HarvardCRCL.org continues to feature editorial posts written by CR-CL’s new General Board members. Today’s post contrasts the U.S. approach to constitutional equal protection with that available to protect Indigeneous Australians.
In 2010, the Australian Government announced the appointment of an expert panel to explore and present to government options for amendments to the Australian Constitution with a view to increase constitutional recognition of Indigenous Australians. However, the government did not proscribe whether the amendments should be preambular and symbolic, or textual and substantive. As a result, much of the debate regarding possible amendments has focused on whether any change should or should not grant particular or general civil rights to Indigenous Australians.
U.S. jurisprudence has dealt with constitutional rights since the enactment of the U.S. Constitution. In contrast, it was explicitly decided by the framers of the Australian Constitution to not include a similar Bill of Rights, although the American notions of judicial review, separation of powers, and federalism were incorporated. Accordingly, throughout Australian history courts have rarely acted to protect civil rights on the basis of constitutional interpretation. Any rights protections have either been based in legislation (often incorporating international law into domestic law) or on traditional common law presumptions.
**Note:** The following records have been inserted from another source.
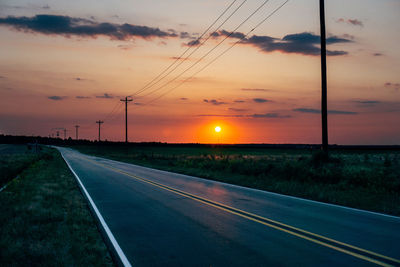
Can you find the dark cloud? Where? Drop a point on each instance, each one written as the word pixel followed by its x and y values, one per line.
pixel 300 43
pixel 269 115
pixel 257 89
pixel 220 115
pixel 254 116
pixel 391 85
pixel 214 102
pixel 56 97
pixel 238 109
pixel 68 26
pixel 317 111
pixel 353 22
pixel 108 96
pixel 261 100
pixel 367 102
pixel 193 43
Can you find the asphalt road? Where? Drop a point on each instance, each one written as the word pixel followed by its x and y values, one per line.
pixel 160 218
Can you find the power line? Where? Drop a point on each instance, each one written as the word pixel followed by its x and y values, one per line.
pixel 197 48
pixel 211 50
pixel 99 122
pixel 221 54
pixel 126 100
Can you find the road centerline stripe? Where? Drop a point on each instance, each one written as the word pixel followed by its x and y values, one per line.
pixel 357 252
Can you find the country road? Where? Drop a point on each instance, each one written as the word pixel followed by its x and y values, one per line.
pixel 159 218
I would argue that this method of rights protection has been largely inadequate to protect Indigenous Australians from breaches of their civil rights, particularly in regards to equal protection and racial discrimination. The federal government’s enumerated powers include the power to pass laws “with respect to… the people of any race for whom it is deemed necessary to make special laws.” s.51(xxvi). The High Court of Australia has read this provision as meaning the legislature may pass laws both for the benefit and to the detriment of Indigenous Australians or other races. See Kartinyeri v Commonwealth (1998) 195 CLR 337). Former High Court Justice Michael Kirby has stated that this places Australia in the unenviable position of being the only country in the world that explicitly allows the legislature, under its constitution, to pass racially discriminatory legislation.
The Racial Discrimination Act 1975 (Cth) (RDA) incorporates key elements of the International Convention for the Elimination of All Forms of Racial Discrimination into Australian law. However, without constitutional force, the legislature may suspend the operation of the RDA if it wishes to pass otherwise racially discriminatory laws. While convention for a period restrained the legislature from doing so, in 2007 Parliament suspended the operation of the RDA in passing racially discriminatory legislation in the Northern Territory that, among other things, restricted the payment of welfare to and compulsorily acquired communal title from Indigenous people living in that area.
In conclusion, it may be worthwhile for the expert panel to examine the operation of the Equal Protection Clause of the US Constitution and to consider whether a similar provision should be inserted into the Australian Constitution so that legislation based on racial classifications is held to strict scrutiny.